Les lignes directrices recommandent la chimiothérapie néoadjuvante chez les patientes atteintes d'un cancer inflammatoire du sein ou celles dont la maladie n'est pas résécable ou est localement avancée au moment de la présentation, et dont la maladie peut être rendue résécable par un traitement néoadjuvant. La chimiothérapie néoadjuvante peut également être recommandée chez toute patiente atteinte d'un cancer du sein HR+/HER2- qui est candidate à la chimiothérapie.

Thérapie locale post-chimiothérapie néoadjuvante

La thérapie locale dépendra de la réponse à la chimiothérapie néoadjuvante. En cas de réponse au traitement, une lumpectomie ou une mastectomie peuvent être envisagées avant d'instaurer une thérapie systémique et une radiothérapie.

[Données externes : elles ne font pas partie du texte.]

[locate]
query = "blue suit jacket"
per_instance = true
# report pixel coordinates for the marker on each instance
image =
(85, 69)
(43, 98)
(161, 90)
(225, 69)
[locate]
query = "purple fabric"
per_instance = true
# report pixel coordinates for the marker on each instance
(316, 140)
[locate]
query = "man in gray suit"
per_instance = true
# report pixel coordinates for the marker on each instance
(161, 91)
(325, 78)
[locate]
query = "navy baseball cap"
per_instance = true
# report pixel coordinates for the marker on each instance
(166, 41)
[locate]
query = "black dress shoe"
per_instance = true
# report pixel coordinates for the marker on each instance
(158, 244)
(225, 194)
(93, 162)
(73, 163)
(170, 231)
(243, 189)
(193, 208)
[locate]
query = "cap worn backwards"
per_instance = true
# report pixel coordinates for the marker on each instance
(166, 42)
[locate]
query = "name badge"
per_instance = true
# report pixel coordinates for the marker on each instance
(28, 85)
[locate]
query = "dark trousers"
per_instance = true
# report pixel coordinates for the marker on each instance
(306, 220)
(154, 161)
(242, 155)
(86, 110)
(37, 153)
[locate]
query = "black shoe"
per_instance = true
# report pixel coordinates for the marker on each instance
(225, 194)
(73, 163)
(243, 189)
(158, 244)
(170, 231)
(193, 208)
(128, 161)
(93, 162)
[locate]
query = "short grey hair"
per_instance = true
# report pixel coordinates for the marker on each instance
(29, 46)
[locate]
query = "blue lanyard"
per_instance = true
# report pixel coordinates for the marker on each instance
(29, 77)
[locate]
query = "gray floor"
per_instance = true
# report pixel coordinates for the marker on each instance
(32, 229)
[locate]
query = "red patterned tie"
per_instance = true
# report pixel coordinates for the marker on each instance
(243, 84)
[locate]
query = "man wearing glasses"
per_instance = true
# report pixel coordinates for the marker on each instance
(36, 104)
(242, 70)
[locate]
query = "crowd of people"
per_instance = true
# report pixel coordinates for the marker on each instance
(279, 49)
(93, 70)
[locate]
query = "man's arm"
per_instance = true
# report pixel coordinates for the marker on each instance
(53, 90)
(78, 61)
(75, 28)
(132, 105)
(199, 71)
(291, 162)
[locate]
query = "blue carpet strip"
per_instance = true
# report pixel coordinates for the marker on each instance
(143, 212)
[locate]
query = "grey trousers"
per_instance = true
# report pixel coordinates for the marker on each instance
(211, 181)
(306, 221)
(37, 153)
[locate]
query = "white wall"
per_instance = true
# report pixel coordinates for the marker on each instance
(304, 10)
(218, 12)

En cas de non-réponse, une chimiothérapie additionnelle et/ou une radiothérapie préopératoire doit être envisagée.

Hormonothérapie

Chez les femmes post-ménopausées, le tamoxifène est associé à une réduction des récidives et de la mortalité liée au cancer du sein. Néanmoins, les inhibiteurs de l'aromatase semblent supérieurs pour réduire le risque de récidive. Chez les femmes pré-ménopausées, l'exémestane associée à la suppression ovarienne est recommandée.

Le traitement devrait être poursuivi pendant 7 à 10 ans. Les bénéfices d'un traitement prolongé sont dus à la prévention d'un second cancer du sein.

Bisphosphonates

Les bisphosphonates réduisent le taux de récidive osseuse du cancer du sein et améliorent la survie, mais le bénéfice n'est observé que chez les femmes qui étaient ménopausées au début du traitement.

Inhibiteur des CDK4/6

Le rôle des inhibiteurs des CDK4/6 en tant que traitement adjuvant des patientes HR+/HER2-, à risque élevé n'est pas encore défini. Cependant, les données préliminaires concernant l'abémaciclib sont encourageantes.

 

Référence

D'après une présentation du Pr Miguel Martin (Hospital General Universitario Gregorio Marañón, Madrid) à l'ESMO 2021.